The Imperial Capital
The Strong Emperor
The appointment of a Strong Emperor immediately ends the actions of all Raider players for the rest of the game turn, and removes all Raider ships from play.
The Emperor then has one minute to make any changes they deem necessary for the continued security of the Empire. Each change must be clearly enunciated and each change must be specific.
- “mumble taxes mumble rhubarb atomic power mumble” – nothing happens because no one knows what the heck the Emperor meant
- “The Dagobah system is now controlled by Governor Tarkin” – control of the named system changes to that of the named player
- “All systems in the Coriolis Cluster are now controlled by Governor Cook” – change is too broad, each of the systems needs to be individually named.

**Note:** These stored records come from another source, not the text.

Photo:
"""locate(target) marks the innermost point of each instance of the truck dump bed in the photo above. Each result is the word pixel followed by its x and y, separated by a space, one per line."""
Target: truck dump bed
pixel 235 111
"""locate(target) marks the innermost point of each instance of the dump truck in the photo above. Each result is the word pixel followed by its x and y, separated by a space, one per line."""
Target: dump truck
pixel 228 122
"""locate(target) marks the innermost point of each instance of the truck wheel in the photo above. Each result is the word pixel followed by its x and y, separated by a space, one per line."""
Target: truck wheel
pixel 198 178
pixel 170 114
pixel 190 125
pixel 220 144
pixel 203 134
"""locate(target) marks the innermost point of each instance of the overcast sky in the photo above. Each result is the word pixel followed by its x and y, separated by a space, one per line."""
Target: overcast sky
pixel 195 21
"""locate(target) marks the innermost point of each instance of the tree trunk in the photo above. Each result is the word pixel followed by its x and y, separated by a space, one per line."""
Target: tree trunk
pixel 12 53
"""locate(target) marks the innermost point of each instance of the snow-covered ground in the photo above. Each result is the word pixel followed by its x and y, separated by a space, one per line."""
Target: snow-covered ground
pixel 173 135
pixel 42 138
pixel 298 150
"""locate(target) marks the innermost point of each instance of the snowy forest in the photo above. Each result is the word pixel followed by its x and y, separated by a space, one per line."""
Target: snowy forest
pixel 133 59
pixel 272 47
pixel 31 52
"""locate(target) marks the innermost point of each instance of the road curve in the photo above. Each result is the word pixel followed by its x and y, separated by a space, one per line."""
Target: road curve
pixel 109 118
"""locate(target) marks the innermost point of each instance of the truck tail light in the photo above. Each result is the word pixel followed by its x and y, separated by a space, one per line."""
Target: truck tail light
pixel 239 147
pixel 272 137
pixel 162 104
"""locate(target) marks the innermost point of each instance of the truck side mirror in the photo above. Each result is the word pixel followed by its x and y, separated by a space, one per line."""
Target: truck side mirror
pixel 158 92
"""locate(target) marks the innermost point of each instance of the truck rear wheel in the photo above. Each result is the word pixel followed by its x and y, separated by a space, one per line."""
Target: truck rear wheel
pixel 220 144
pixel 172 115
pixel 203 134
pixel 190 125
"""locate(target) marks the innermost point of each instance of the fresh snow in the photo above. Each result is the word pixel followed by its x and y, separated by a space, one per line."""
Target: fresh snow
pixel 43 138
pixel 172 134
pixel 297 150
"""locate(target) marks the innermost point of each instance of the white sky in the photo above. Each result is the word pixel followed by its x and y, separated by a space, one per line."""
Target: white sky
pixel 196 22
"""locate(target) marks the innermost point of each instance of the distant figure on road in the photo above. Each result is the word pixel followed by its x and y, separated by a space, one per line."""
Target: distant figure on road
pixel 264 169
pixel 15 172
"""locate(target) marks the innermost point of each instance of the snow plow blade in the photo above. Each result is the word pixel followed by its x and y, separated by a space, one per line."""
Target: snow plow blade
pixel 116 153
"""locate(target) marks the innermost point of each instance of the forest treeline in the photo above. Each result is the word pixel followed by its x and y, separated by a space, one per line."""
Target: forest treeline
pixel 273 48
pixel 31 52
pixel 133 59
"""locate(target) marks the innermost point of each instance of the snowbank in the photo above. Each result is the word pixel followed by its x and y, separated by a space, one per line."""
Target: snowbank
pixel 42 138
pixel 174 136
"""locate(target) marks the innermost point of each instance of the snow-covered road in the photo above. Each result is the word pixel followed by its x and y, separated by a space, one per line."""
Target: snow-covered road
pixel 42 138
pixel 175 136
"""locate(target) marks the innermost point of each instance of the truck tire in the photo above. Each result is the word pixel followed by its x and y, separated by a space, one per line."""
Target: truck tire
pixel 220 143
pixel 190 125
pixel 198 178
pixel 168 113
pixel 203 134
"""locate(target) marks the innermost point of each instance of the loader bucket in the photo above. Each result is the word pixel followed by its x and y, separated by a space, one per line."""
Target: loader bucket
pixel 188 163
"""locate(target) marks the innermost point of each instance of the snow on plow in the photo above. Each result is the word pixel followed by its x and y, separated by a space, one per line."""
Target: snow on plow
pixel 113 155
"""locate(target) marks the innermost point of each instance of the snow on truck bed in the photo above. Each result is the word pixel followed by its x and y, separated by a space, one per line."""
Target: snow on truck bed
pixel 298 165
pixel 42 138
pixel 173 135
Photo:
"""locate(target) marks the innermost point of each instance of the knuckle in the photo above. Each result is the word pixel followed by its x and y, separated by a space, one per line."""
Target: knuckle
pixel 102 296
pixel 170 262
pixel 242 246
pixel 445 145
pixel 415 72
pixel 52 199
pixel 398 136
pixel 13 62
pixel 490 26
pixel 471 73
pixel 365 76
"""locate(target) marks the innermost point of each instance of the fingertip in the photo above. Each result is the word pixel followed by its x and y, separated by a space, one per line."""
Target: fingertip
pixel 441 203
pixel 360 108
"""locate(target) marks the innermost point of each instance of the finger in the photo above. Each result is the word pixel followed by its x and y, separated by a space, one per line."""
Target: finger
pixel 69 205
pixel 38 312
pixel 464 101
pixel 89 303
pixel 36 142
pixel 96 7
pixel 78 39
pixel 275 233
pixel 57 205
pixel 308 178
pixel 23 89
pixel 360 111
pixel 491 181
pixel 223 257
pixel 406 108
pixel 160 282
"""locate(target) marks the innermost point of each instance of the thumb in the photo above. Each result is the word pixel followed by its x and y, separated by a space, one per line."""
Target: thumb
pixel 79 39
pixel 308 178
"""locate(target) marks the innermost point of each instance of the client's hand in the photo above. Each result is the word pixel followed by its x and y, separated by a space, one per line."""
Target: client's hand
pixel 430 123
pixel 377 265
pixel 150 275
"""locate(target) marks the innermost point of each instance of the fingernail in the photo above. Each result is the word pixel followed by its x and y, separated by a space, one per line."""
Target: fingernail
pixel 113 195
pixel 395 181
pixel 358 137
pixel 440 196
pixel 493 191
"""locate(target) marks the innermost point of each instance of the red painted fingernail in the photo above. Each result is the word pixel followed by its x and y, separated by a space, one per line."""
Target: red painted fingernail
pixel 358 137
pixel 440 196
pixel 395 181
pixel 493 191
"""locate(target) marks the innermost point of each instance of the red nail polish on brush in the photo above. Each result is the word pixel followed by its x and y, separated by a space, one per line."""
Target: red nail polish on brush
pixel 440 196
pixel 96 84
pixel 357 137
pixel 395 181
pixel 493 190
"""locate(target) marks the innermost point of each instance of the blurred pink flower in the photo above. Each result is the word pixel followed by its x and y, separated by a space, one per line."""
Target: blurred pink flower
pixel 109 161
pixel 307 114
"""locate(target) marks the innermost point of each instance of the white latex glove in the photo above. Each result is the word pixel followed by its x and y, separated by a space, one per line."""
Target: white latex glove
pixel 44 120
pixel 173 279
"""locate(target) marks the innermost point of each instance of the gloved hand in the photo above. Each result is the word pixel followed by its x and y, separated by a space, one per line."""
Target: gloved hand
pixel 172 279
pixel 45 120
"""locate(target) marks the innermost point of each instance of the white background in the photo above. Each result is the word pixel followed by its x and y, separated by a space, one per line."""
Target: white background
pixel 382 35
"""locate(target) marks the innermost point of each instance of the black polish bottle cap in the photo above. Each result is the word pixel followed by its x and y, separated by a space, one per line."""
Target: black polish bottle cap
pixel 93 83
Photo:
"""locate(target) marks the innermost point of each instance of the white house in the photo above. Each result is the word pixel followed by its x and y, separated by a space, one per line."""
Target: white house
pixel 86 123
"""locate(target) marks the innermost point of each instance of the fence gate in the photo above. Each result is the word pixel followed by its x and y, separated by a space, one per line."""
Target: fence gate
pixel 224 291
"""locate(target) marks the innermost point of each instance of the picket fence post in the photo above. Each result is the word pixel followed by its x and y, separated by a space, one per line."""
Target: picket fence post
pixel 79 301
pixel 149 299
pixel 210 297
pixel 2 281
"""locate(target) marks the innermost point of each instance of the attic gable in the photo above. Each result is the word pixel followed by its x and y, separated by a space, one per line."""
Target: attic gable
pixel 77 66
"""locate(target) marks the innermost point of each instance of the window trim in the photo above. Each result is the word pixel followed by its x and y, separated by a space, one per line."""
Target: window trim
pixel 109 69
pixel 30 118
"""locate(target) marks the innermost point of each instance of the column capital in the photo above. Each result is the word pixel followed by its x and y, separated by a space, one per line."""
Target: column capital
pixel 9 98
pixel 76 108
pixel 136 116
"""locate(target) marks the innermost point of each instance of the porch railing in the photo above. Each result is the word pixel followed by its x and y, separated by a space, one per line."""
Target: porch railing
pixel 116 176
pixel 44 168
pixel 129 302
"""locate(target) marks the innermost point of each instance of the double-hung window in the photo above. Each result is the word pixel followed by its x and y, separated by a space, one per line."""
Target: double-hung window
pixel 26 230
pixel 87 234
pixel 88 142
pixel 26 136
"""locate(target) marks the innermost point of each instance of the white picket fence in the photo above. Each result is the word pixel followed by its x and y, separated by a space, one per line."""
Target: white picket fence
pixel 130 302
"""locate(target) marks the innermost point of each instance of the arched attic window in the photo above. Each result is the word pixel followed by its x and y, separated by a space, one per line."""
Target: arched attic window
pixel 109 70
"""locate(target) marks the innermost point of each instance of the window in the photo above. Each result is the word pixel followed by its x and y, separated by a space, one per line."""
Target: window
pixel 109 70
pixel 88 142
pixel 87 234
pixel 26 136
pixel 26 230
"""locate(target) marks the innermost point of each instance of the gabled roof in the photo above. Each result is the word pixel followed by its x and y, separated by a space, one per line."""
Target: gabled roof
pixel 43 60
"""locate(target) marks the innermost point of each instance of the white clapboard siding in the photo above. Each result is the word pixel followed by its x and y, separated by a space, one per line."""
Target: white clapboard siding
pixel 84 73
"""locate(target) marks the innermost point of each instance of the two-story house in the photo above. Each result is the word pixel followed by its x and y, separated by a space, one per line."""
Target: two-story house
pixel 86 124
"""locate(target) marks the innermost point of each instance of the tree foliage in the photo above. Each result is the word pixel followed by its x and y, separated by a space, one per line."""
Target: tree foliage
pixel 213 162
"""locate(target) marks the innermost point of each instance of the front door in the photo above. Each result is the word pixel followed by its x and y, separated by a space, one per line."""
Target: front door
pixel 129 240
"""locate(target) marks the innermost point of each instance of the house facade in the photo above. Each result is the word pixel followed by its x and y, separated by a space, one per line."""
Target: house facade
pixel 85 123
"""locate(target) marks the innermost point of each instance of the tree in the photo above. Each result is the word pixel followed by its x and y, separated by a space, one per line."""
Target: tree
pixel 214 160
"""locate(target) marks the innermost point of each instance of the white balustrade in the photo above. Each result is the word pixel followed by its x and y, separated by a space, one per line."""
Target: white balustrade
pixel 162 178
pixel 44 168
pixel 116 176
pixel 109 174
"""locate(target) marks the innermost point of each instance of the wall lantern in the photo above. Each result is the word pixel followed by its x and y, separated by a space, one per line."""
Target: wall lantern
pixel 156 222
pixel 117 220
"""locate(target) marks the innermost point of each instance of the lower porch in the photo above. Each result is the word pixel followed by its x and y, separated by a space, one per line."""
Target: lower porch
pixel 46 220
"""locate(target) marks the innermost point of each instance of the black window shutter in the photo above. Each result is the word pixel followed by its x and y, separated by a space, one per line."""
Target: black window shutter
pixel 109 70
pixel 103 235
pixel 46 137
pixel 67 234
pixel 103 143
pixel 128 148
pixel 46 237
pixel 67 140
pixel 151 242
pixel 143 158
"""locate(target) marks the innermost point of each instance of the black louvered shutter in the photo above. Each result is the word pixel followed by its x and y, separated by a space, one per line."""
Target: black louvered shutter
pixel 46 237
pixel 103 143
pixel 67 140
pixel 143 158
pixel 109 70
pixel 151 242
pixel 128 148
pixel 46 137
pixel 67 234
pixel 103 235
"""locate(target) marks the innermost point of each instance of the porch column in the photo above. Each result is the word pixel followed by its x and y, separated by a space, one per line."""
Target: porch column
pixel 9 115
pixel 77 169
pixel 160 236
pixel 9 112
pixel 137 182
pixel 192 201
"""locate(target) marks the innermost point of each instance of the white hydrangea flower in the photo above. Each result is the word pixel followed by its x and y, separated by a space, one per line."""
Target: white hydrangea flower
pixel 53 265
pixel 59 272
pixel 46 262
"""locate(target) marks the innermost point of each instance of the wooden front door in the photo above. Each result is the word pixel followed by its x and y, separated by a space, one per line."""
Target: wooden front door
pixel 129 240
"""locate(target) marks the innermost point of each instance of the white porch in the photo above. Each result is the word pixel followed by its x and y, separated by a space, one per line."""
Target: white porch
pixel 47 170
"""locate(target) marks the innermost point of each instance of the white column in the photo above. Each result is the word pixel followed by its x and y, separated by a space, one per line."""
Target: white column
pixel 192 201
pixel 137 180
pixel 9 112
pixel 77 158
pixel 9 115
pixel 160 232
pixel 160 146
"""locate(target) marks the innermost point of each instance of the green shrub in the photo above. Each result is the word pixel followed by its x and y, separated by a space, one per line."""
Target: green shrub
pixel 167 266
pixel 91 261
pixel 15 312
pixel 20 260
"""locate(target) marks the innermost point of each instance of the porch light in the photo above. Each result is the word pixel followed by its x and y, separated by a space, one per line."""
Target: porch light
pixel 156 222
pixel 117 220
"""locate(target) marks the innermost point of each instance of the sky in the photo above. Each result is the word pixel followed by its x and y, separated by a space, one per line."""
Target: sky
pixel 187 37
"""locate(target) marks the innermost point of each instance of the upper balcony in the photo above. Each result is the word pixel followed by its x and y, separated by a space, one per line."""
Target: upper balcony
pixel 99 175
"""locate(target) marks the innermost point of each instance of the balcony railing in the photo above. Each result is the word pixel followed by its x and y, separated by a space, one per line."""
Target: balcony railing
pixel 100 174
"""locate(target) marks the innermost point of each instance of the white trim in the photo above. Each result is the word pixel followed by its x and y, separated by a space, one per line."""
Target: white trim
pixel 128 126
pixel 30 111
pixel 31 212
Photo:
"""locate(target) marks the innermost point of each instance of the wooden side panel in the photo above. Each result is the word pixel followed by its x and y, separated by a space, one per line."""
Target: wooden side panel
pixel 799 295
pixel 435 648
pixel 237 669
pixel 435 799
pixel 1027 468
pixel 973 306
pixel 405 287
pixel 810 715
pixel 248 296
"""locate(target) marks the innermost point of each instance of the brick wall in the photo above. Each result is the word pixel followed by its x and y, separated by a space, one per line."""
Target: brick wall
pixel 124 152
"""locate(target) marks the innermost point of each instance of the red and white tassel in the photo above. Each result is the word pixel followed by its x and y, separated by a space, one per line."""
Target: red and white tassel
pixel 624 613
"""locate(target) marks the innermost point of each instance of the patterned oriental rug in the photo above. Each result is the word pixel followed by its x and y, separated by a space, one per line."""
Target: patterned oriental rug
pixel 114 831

- “The Sixth Fleet moves to the Hoth system” – the move happens
- “The Moth ball Fleet moves to the second map table” – change is not specific enough, a system name is needed.
After their minute of glory, each Emperor secretly chooses one of the possible endgame victory conditions and places it in a ballot box. When there is 30 minutes of game time remaining, one of these ballots is picked at random and announced to all players. The Emperor can tell people what option they chose, but is not required to tell the truth!
Victory Conditions
The game could end in any of the following ways:
- A civil war – players split into factions, and fight until only one candidate to the throne survives.
- Successor states – the faction controlling the most territory at the end of the game wins.
- Dark age – the faction with the most atomic power wins.
- Hedonistic twilight – the faction with the most money wins.
- Republic – the faction with the most status wins.
Combat
My plan is to keep combat simple.
- Raiders and Battleships roll 1d6 per ship
- Imperial Dreadnoughts roll 2+d12 per ship
For each matching die roll you have, you lose one ship. Yes, the more ships you have in a battle, the more ships you will lose. The rationale is that the battle is the result of the logistics cost of multiple small encounters.
Highest roll wins the battle.
Resources
Raiding gets you cash, and reduces the resource base of other players. Being Governor gets you a mixture of cash, atomic power, some status, and the chance to gain influence with the Imperial Fleet through successful combat operations against Raiders. Imperial politics can get you any of the above.